Local tools for agent skill coverage and long-running agent job monitoring.

SkillScope is a local, plugin-first viewer for Codex and Claude Code sessions. It maps SKILL.md instructions to trace evidence, highlights the exact spans that were followed, violated, ignored, or not taken, and stores completed analyses in a local SQLite cache.

The same local app also includes Agent Monitor: a job-oriented control room for long-running local Codex / Claude / Docker benchmark work. It shows jobs, progress, artifacts, containers, safe-stop previews, and stop results instead of a raw PID list.

中文:SkillScope 是一组本地 agent 工具。
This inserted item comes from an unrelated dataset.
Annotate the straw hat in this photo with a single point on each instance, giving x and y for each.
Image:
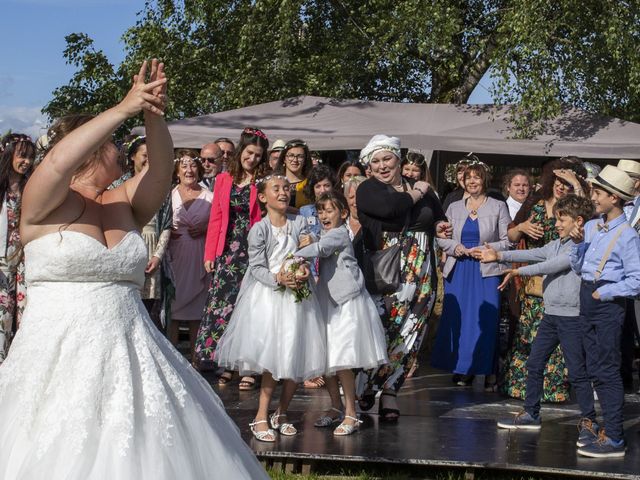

第一部分是面向 Codex / Claude Code 的 skill 覆盖分析:把 SKILL.md 里的约束和真实轨迹证据对齐,精确高亮遵循、违反、忽略、未走分支,并把分析结果缓存到本地 SQLite。第二部分是 Agent Monitor:面向本机长任务的任务控制室,展示 job、进度、产物、容器、安全停止预览和停止结果,而不是裸 PID 列表。

Two Modes / 两个模式

  • SkillScope: inspect skill usage in Codex / Claude Code traces, judge compliance, and produce evidence-backed rewrite proposals.
  • Agent Monitor: watch local long-running agent jobs, inspect artifacts and Docker containers, preview what a safe stop would touch, then stop only attributable child work.

中文:

  • SkillScope:查看 Codex / Claude Code 轨迹里的 skill 使用窗口,判断合规性,并生成有证据的 skill 修改建议。
  • Agent Monitor:监控本机长时间运行的 agent 任务,查看产物和 Docker 容器,先预览安全停止范围,再只停止可归属的子任务。
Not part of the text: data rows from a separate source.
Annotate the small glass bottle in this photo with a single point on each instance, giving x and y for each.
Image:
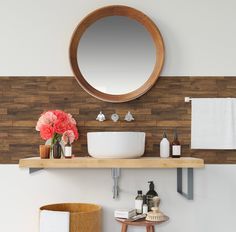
(175, 146)
(57, 150)
(150, 194)
(68, 149)
(139, 203)
(145, 206)
(164, 146)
SkillScope skill coverage heatmap with evidence panel

Screenshots / 截图

Skill graph / Skill 图 Analysis process / 分析过程
Skill graph with observed path and skipped branches Agent analysis artifacts and cached run
Optimization results / 优化结果
SkillsBench original-vs-optimized verifier and SkillScope non-compliance view

Optimization Snapshot / 优化效果快照

Early single-instance SkillsBench checks show the loop improving both verifier outcomes and SkillScope non-compliance on real coding-agent traces.

中文:当前单实例 SkillsBench 检查已经能看到,闭环优化可以改善 verifier 结果和 SkillScope 违约率。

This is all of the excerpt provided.